In contrast to declines in both China and Hong Kong, Indian stocks have experienced significant growth in recent years.
Last year, the CSI 300 index in mainland China and Hong Kong's index both experienced declines for three straight years, with the CSI 300 index falling 11.4% and Hong Kong's index declining 13.8%. Both were the worst-performing major Asia-Pacific indexes in 2023.
China worries hit Hong Kong markets
The Hong Kong property market has been impacted by concerns about China's struggling real estate sector, which has also affected Chinese real estate stocks listed on the HKEX.
Despite analysts' doubts, China aims to achieve a 5% growth rate for 2024, but S&P Global Ratings predicts a slower 4.6% growth rate for the world's second-largest economy, compared to the 5.2% growth rate forecast for 2023.
S&P Global Ratings' Asia-Pacific chief economist, Louis Kuijs, stated in a client note that our forecast takes into account ongoing property weakness and moderate macro policy support. He added that deflation could still be a threat if consumption remains weak and the government decides to stimulate manufacturing investment even further.
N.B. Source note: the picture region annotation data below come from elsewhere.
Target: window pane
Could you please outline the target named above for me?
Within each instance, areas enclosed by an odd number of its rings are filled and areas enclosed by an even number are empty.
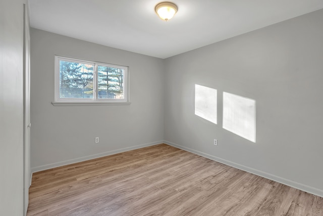
[[[93,98],[94,66],[60,61],[60,98]]]
[[[97,71],[98,98],[124,99],[124,69],[99,65]]]
[[[223,128],[256,142],[256,101],[223,92]]]
[[[195,115],[217,124],[217,90],[195,84]]]

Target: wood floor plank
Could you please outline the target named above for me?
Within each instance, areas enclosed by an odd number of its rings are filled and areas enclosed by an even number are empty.
[[[33,174],[27,215],[323,215],[323,198],[163,144]]]

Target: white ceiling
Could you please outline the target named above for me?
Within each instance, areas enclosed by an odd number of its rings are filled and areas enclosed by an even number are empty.
[[[323,8],[323,0],[29,0],[33,28],[162,59]]]

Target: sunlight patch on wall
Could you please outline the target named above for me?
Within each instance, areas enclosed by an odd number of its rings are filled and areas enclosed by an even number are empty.
[[[256,142],[256,101],[224,92],[223,127]]]
[[[195,84],[195,115],[217,124],[217,91]]]

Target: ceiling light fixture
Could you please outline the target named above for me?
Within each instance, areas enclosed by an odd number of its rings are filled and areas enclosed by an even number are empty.
[[[170,20],[177,12],[177,6],[170,2],[162,2],[155,7],[159,17],[166,21]]]

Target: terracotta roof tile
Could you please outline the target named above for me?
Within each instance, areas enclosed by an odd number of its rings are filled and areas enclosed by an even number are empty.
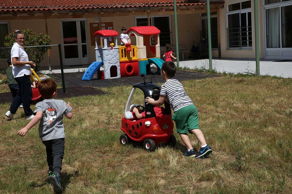
[[[173,0],[1,0],[0,12],[172,6]],[[204,5],[206,0],[177,0],[177,6]],[[211,4],[222,4],[211,0]]]

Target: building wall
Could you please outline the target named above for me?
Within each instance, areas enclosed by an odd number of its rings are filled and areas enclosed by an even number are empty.
[[[155,12],[150,13],[150,16],[158,15]],[[179,13],[179,11],[178,12]],[[174,25],[174,17],[173,12],[165,11],[165,15],[170,15],[171,24],[171,31],[172,36],[172,44],[175,45],[175,31]],[[137,13],[137,16],[144,16],[147,17],[147,13]],[[162,15],[159,15],[161,16]],[[190,52],[193,43],[194,41],[195,45],[197,45],[200,40],[200,13],[190,13],[189,14],[178,14],[177,16],[178,28],[178,42],[180,45],[185,45],[187,51],[184,53],[185,58],[188,57]],[[84,17],[84,16],[83,16]],[[62,17],[62,16],[60,16]],[[101,23],[112,22],[113,29],[121,33],[121,28],[124,26],[128,29],[131,27],[135,26],[135,16],[121,16],[119,17],[102,17],[99,18]],[[76,18],[78,19],[78,18]],[[95,46],[91,46],[91,39],[94,38],[91,37],[90,34],[90,23],[95,22],[95,17],[88,17],[86,18],[87,25],[87,32],[88,37],[88,45],[89,54],[89,63],[95,60],[95,54],[94,50]],[[61,29],[61,20],[65,19],[47,19],[48,33],[51,38],[51,44],[57,45],[62,42]],[[72,18],[72,19],[73,19]],[[9,21],[10,29],[13,31],[15,29],[31,28],[33,30],[39,32],[46,33],[46,28],[44,19],[13,20]],[[118,44],[120,41],[118,37]],[[218,56],[218,51],[213,51],[213,56]],[[50,60],[51,66],[60,65],[60,58],[59,50],[58,46],[52,47],[50,51]],[[41,66],[48,66],[48,54],[44,56],[44,59],[40,64]],[[0,67],[0,68],[2,68]]]
[[[220,33],[221,42],[221,56],[222,57],[253,58],[255,57],[255,33],[254,0],[251,0],[251,24],[252,35],[252,48],[251,49],[228,49],[227,43],[227,19],[228,4],[244,1],[244,0],[225,0],[224,8],[220,10]],[[264,24],[263,1],[258,1],[259,35],[260,57],[264,57]]]

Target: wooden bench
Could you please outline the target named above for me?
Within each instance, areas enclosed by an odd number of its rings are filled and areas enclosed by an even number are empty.
[[[172,51],[174,53],[176,53],[176,48],[175,46],[172,46],[171,48],[172,49]],[[164,54],[166,51],[166,48],[165,47],[160,47],[160,58],[162,58],[163,55]],[[185,59],[185,56],[184,55],[184,53],[187,52],[187,51],[185,50],[184,45],[178,45],[178,54],[181,53],[182,58],[183,59]]]

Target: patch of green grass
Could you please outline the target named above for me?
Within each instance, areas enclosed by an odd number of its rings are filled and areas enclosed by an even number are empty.
[[[200,129],[213,152],[196,160],[174,129],[175,147],[154,152],[119,142],[131,86],[101,88],[110,93],[72,97],[73,116],[64,120],[66,137],[61,183],[69,193],[274,193],[292,190],[292,79],[227,75],[182,82],[198,109]],[[162,83],[159,83],[161,84]],[[101,89],[100,88],[99,89]],[[142,104],[136,90],[133,104]],[[0,104],[0,193],[52,193],[38,125]],[[31,108],[35,108],[35,105]],[[199,144],[190,134],[197,151]]]

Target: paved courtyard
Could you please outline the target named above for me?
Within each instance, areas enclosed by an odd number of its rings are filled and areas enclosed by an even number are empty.
[[[261,75],[269,75],[284,78],[292,78],[292,59],[288,61],[283,61],[280,59],[261,60],[260,62],[260,72]],[[212,60],[213,68],[217,72],[232,73],[236,74],[255,73],[255,60],[240,60],[234,59],[215,59]],[[88,65],[80,66],[64,67],[65,73],[84,72]],[[186,60],[180,61],[180,66],[191,69],[202,67],[209,69],[209,59]],[[54,66],[51,71],[43,71],[45,74],[60,73],[60,67]],[[46,69],[45,67],[44,69]]]

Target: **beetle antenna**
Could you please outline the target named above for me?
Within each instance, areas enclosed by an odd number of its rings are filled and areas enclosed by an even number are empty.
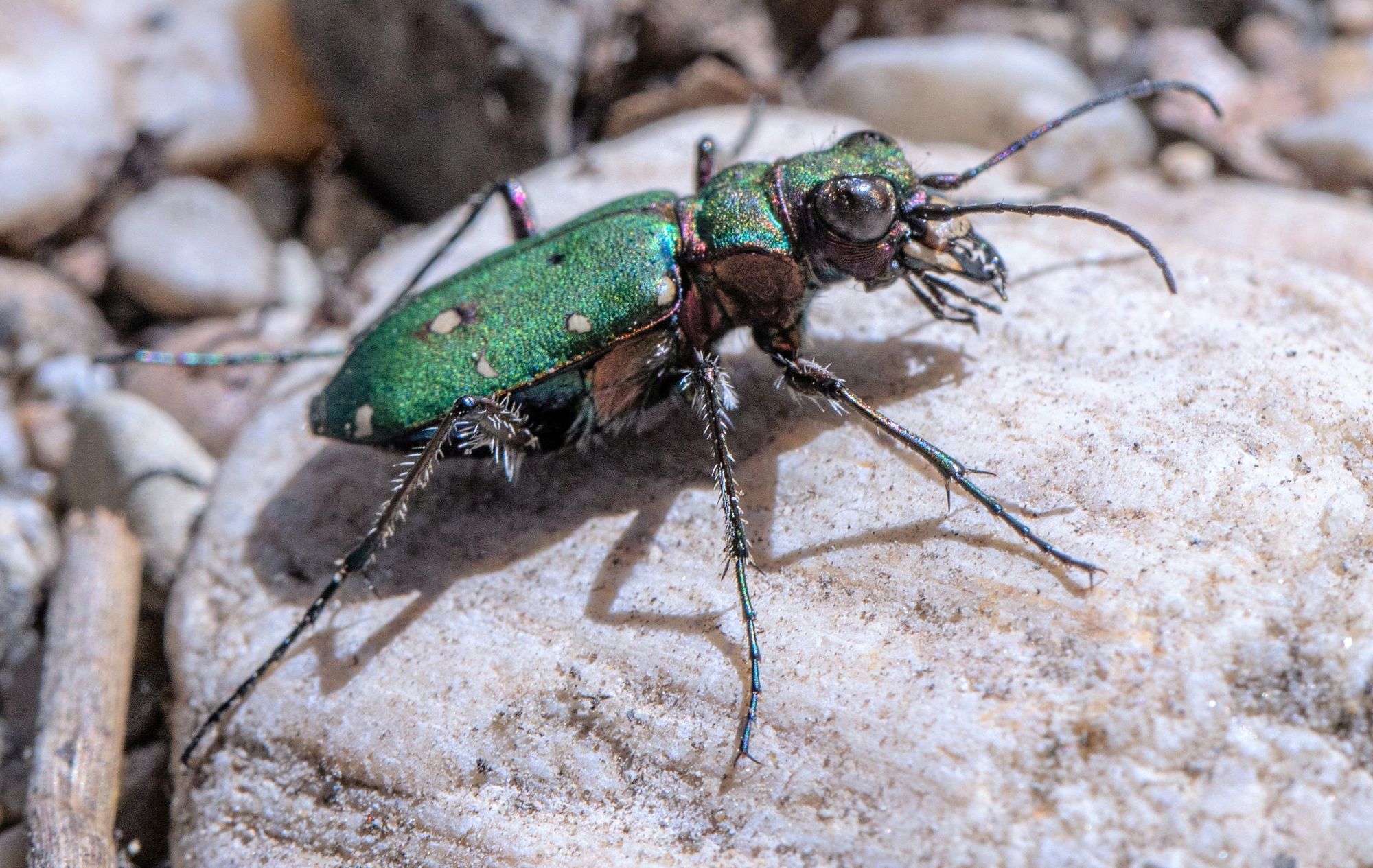
[[[1178,283],[1173,279],[1173,269],[1168,268],[1168,261],[1163,258],[1163,253],[1153,246],[1153,242],[1145,238],[1142,232],[1130,224],[1116,220],[1109,214],[1103,214],[1101,212],[1074,207],[1071,205],[1020,205],[1015,202],[969,202],[965,205],[943,205],[939,202],[930,202],[913,209],[912,214],[934,220],[946,220],[960,214],[1026,214],[1027,217],[1071,217],[1072,220],[1086,220],[1087,222],[1094,222],[1098,227],[1114,229],[1133,240],[1135,244],[1144,247],[1145,253],[1149,254],[1149,258],[1153,260],[1153,264],[1159,266],[1160,272],[1163,272],[1163,282],[1168,284],[1168,291],[1174,295],[1178,293]]]
[[[1008,144],[1005,147],[1005,150],[1002,150],[1000,154],[987,158],[986,161],[978,163],[976,166],[973,166],[972,169],[968,169],[967,172],[962,172],[960,174],[953,174],[953,173],[949,173],[949,174],[927,174],[927,176],[924,176],[924,177],[920,179],[920,184],[923,187],[930,187],[932,190],[954,190],[957,187],[962,187],[964,184],[967,184],[972,179],[978,177],[979,174],[982,174],[983,172],[986,172],[991,166],[997,165],[1002,159],[1006,159],[1012,154],[1016,154],[1017,151],[1023,150],[1027,144],[1030,144],[1031,141],[1034,141],[1039,136],[1045,135],[1050,129],[1056,129],[1059,126],[1063,126],[1064,124],[1067,124],[1072,118],[1078,117],[1079,114],[1086,114],[1086,113],[1092,111],[1093,108],[1098,108],[1101,106],[1105,106],[1107,103],[1114,103],[1114,102],[1118,102],[1118,100],[1122,100],[1122,99],[1144,99],[1145,96],[1153,96],[1155,93],[1160,93],[1163,91],[1181,91],[1181,92],[1185,92],[1185,93],[1192,93],[1195,96],[1199,96],[1203,100],[1205,100],[1205,104],[1211,107],[1211,111],[1215,113],[1215,117],[1221,117],[1221,106],[1219,106],[1219,103],[1215,102],[1214,96],[1211,96],[1210,93],[1207,93],[1205,91],[1203,91],[1197,85],[1195,85],[1195,84],[1192,84],[1189,81],[1149,81],[1148,78],[1145,78],[1144,81],[1138,81],[1138,82],[1127,85],[1124,88],[1116,88],[1115,91],[1107,91],[1101,96],[1098,96],[1098,98],[1096,98],[1093,100],[1087,100],[1087,102],[1082,103],[1081,106],[1078,106],[1076,108],[1071,108],[1071,110],[1065,111],[1064,114],[1056,117],[1054,119],[1052,119],[1052,121],[1049,121],[1049,122],[1046,122],[1046,124],[1035,128],[1034,130],[1031,130],[1026,136],[1023,136],[1020,139],[1016,139],[1015,141],[1012,141],[1011,144]]]

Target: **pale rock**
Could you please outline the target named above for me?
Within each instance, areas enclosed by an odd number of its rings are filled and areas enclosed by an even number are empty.
[[[100,238],[82,238],[52,257],[52,268],[71,282],[86,297],[104,290],[110,276],[110,247]]]
[[[216,461],[176,419],[126,391],[81,405],[62,475],[73,507],[107,507],[128,518],[148,578],[165,591],[205,505]]]
[[[114,389],[114,369],[84,354],[67,354],[40,364],[29,378],[27,397],[76,407]]]
[[[1373,95],[1373,38],[1337,38],[1313,65],[1311,91],[1317,111]]]
[[[299,161],[325,136],[286,0],[34,0],[0,40],[0,236],[74,217],[136,130],[173,166]]]
[[[62,555],[52,514],[41,503],[0,490],[0,661],[33,626],[44,581]]]
[[[238,313],[272,298],[270,239],[211,180],[158,181],[114,214],[108,239],[119,286],[155,313]]]
[[[1215,154],[1196,141],[1174,141],[1159,151],[1159,173],[1174,187],[1188,187],[1215,174]]]
[[[1278,130],[1277,146],[1326,187],[1373,184],[1373,93],[1292,121]]]
[[[685,191],[693,141],[743,118],[641,129],[529,173],[529,192],[555,225]],[[768,113],[748,154],[849,129]],[[1197,202],[1196,221],[1234,218]],[[498,210],[461,257],[507,243]],[[346,589],[176,776],[174,860],[1373,861],[1369,284],[1271,233],[1221,249],[1170,231],[1170,297],[1100,228],[976,224],[1022,276],[980,335],[931,324],[899,284],[836,287],[809,352],[994,470],[989,490],[1109,570],[1094,591],[961,496],[946,514],[919,460],[778,393],[730,341],[762,765],[732,766],[743,633],[710,449],[678,408],[533,457],[516,486],[441,466],[371,571],[380,596]],[[397,244],[390,272],[450,225]],[[225,459],[168,610],[173,754],[389,490],[395,455],[306,433],[331,368],[283,374]]]
[[[29,464],[29,448],[19,427],[10,385],[0,380],[0,483],[22,482]]]
[[[1071,62],[1009,36],[958,34],[849,43],[811,76],[810,103],[919,141],[993,152],[1097,95]],[[1129,103],[1107,106],[1027,148],[1027,180],[1063,187],[1153,154],[1153,132]]]
[[[210,317],[163,331],[148,349],[163,353],[273,349],[255,331],[254,323]],[[172,368],[130,364],[121,371],[121,382],[128,391],[170,413],[210,455],[222,456],[276,374],[273,365]]]
[[[25,401],[15,408],[15,416],[34,467],[60,472],[71,457],[71,441],[76,438],[67,408],[56,401]]]
[[[1330,0],[1330,23],[1344,33],[1373,30],[1373,0]]]
[[[1244,62],[1265,73],[1302,76],[1310,65],[1310,40],[1295,21],[1276,12],[1248,15],[1234,43]]]
[[[93,354],[113,341],[89,299],[45,268],[0,257],[0,357],[32,369],[67,353]]]
[[[29,857],[29,830],[23,824],[0,832],[0,868],[23,868]]]

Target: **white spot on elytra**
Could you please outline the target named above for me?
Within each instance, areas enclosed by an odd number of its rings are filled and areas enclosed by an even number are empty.
[[[666,308],[674,301],[677,301],[677,282],[671,275],[663,275],[658,282],[658,306]]]
[[[372,405],[364,404],[353,413],[353,437],[372,435]]]
[[[496,368],[492,367],[492,363],[486,361],[486,350],[482,350],[482,354],[476,357],[476,372],[486,379],[496,376]]]
[[[430,331],[435,335],[446,335],[463,324],[463,315],[449,308],[430,320]]]

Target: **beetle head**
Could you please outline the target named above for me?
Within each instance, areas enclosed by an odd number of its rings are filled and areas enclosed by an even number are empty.
[[[938,218],[921,210],[935,199],[892,139],[853,133],[831,154],[842,173],[817,180],[805,198],[810,258],[821,280],[855,279],[879,287],[910,272],[934,272],[1004,291],[1001,255],[967,217]]]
In March, Nicolas Aguzin, the former CEO of HKEX, stated to CNBC that the exchange is experiencing a decline in new listings due to factors such as low investor confidence in China, high interest rates, and geopolitical tensions.
India: An investor favorite
The country's benchmark has risen for eight straight years, registering gains of 20% in 2023, while Indian stocks have rallied amid broader optimism about the country's growth.
According to HSBC research, India's National Stock Exchange surpassed the Shanghai Stock Exchange in monthly transaction volume, but still fell short of the Shenzhen Stock Exchange, which remained the global leader.
In 2023, Indian stock exchanges had the highest number of initial public offerings, despite a sluggish market for IPOs, particularly in Asia. India recorded 220 IPOs in 2022, raising $6.9 billion in proceeds, which represents a 48% increase in deal activity compared to the previous year.
According to George Chan, EY global IPO leader, while China's market has slowed down, India has stood out as a top performer, as stated in a separate research report.
In 2019, India accounted for only 6% of global IPO deals, but as of the first quarter of 2021, it has risen to 27%, making it the world's leading IPO market by deal volume.
While EY data revealed that there were 30 IPOs in China's A-share market in the first quarter, raising $3.4 billion, this was the lowest number of IPOs and smallest proceeds since 2020. In contrast, Hong Kong had just 10 IPOs during the three-month period, with only two crossing $100 million in deal size, resulting in the lowest proceeds since 2010.